A US Predator unmanned drone armed with a missile sitting on the tarmac of Kandahar military airport on June 13, 2010.
Source: Press TV
US President Barack Obama has acknowledged Washington's unauthorized surveillance drone operations in Iraq where the un-mandated move has sparked outrage among senior Iraqi officials and the public.
"The truth is we're not engaging in a bunch of drone attacks inside Iraq. There's some surveillance to make sure that our embassy compound is protected," said Obama in a chat with web users on Google+ and YouTube on Monday.
The confirmation came after The New York Times disclosed that the US State Department began operating some drones in Iraq last year on a trial basis to help protect the US embassy and that it stepped up their use after the last US troops left the country in December.
The report has infuriated senior Iraqi officials who say Washington must respect the country's sovereignty and consult with the government in Baghdad before carrying out any operations now that “the war is over.”

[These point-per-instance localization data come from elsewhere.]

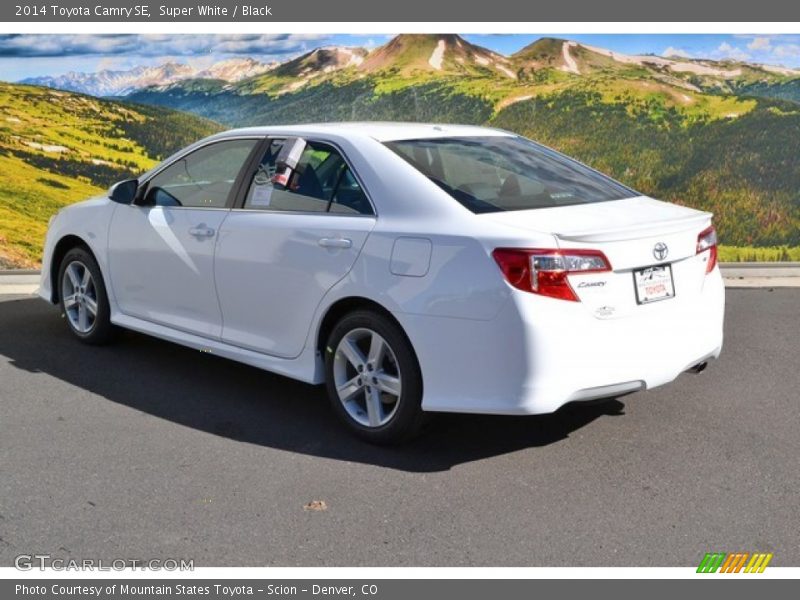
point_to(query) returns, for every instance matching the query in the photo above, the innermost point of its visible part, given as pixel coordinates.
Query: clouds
(189, 45)
(760, 43)
(771, 49)
(676, 52)
(728, 51)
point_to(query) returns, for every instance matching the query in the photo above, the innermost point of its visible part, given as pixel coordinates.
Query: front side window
(203, 179)
(500, 173)
(322, 182)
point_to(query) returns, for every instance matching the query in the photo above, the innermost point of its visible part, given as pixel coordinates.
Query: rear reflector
(545, 271)
(707, 241)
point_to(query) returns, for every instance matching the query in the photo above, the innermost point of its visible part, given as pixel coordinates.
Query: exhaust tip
(699, 367)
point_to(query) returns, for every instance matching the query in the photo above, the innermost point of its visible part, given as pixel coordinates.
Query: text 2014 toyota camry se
(411, 268)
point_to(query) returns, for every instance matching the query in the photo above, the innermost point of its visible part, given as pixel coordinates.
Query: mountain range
(718, 135)
(123, 82)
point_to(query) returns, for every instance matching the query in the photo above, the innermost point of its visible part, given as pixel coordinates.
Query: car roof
(381, 131)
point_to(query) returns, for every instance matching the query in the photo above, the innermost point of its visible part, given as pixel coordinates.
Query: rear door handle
(335, 243)
(201, 231)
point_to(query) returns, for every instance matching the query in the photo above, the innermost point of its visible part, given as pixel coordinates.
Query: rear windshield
(493, 174)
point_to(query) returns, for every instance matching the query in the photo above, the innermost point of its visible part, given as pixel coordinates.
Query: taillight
(545, 271)
(707, 240)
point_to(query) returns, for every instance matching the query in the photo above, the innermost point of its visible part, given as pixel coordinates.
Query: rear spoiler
(611, 234)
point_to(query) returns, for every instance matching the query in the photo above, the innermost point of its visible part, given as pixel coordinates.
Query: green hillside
(57, 148)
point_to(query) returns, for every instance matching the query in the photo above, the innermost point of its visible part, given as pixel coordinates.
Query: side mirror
(288, 160)
(124, 192)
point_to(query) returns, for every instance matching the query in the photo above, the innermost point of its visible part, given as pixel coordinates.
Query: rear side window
(493, 174)
(203, 179)
(322, 182)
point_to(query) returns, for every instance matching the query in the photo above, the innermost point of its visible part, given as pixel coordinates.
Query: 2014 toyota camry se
(411, 268)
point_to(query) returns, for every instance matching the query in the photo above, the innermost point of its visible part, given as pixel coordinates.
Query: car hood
(629, 218)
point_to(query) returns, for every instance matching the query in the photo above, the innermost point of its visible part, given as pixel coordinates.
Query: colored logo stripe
(734, 562)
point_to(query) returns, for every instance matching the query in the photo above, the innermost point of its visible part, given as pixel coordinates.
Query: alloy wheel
(367, 378)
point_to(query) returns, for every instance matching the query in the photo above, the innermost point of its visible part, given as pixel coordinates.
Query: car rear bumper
(536, 356)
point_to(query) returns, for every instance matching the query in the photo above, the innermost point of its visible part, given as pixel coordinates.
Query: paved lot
(145, 449)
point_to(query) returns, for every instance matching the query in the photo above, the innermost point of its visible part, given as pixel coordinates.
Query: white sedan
(411, 268)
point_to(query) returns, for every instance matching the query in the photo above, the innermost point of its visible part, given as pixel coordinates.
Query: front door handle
(335, 243)
(201, 231)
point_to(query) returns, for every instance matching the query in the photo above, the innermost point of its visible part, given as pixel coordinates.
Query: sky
(31, 55)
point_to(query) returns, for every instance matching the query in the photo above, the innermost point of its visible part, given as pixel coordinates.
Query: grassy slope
(57, 148)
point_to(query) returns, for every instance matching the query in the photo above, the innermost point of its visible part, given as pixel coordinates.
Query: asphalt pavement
(144, 449)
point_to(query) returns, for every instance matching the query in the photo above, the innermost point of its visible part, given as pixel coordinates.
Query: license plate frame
(667, 280)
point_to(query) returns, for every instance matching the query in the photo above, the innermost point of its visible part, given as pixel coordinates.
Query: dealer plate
(653, 284)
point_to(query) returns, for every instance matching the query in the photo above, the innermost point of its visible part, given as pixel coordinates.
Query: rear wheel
(373, 378)
(83, 297)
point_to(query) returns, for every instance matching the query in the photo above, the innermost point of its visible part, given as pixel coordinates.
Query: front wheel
(373, 378)
(83, 297)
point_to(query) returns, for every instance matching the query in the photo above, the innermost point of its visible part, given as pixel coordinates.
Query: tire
(83, 298)
(386, 412)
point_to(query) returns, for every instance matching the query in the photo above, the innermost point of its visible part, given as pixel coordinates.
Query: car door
(161, 249)
(286, 246)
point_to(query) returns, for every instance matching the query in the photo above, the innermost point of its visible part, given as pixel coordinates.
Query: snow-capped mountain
(122, 83)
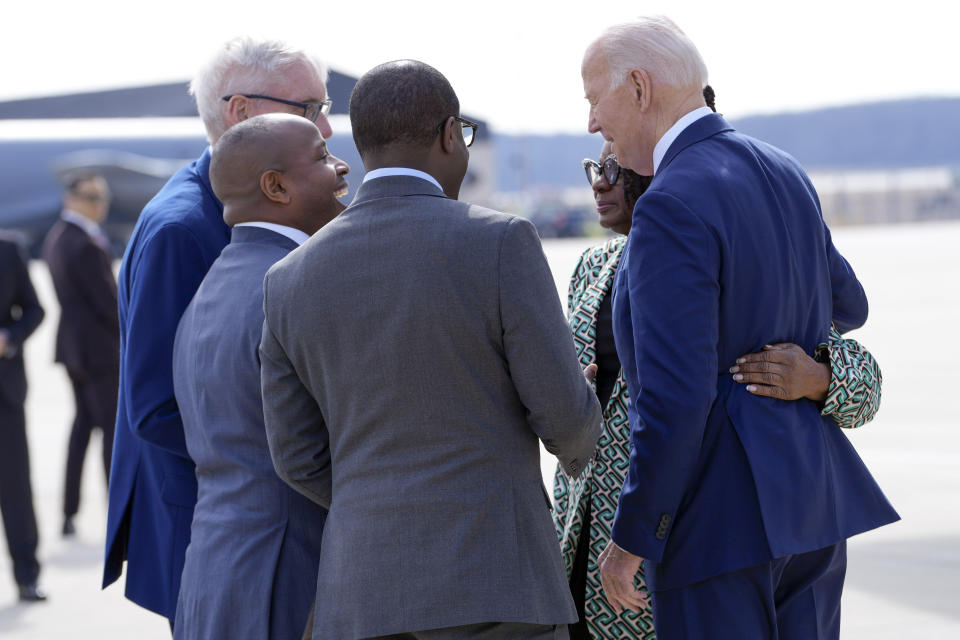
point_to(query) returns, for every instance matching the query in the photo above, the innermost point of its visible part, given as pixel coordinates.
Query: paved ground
(903, 581)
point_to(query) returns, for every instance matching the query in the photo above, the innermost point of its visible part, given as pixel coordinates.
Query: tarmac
(902, 580)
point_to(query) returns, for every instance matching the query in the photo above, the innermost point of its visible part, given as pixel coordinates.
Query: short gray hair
(656, 45)
(240, 66)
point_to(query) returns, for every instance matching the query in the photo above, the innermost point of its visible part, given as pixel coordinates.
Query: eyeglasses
(468, 128)
(311, 110)
(91, 197)
(609, 169)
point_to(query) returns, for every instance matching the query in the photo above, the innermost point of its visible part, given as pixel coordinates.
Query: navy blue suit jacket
(152, 484)
(728, 252)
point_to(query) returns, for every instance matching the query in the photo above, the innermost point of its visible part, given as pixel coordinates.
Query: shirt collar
(294, 234)
(673, 132)
(401, 171)
(92, 228)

"I think that there's this perception that we're just sending in a whole bunch of strikes, willy nilly," Obama said, adding, "It is important for everybody to understand that this is kept on a very tight leash."
State Department spokeswoman Victoria Nuland also claimed that her department uses unmanned aerial vehicles to take pictures of US facilities and personnel abroad.
Meanwhile, The Times said that senior Iraqi officials told the newspaper that the US had not consulted with Iraqi government about the drone operations and that despite the official US withdrawal from Iraq, it maintains a strong presence in the country.
The daily added that since getting the approval for using surveillance drone aircraft over Iraq might be hard, given the political tensions between the two countries, the US continues drone operations in the country without a formal approval from Iraq.
It also said that Washington plans to take bids for the management of drone operations in Iraq over the next five years.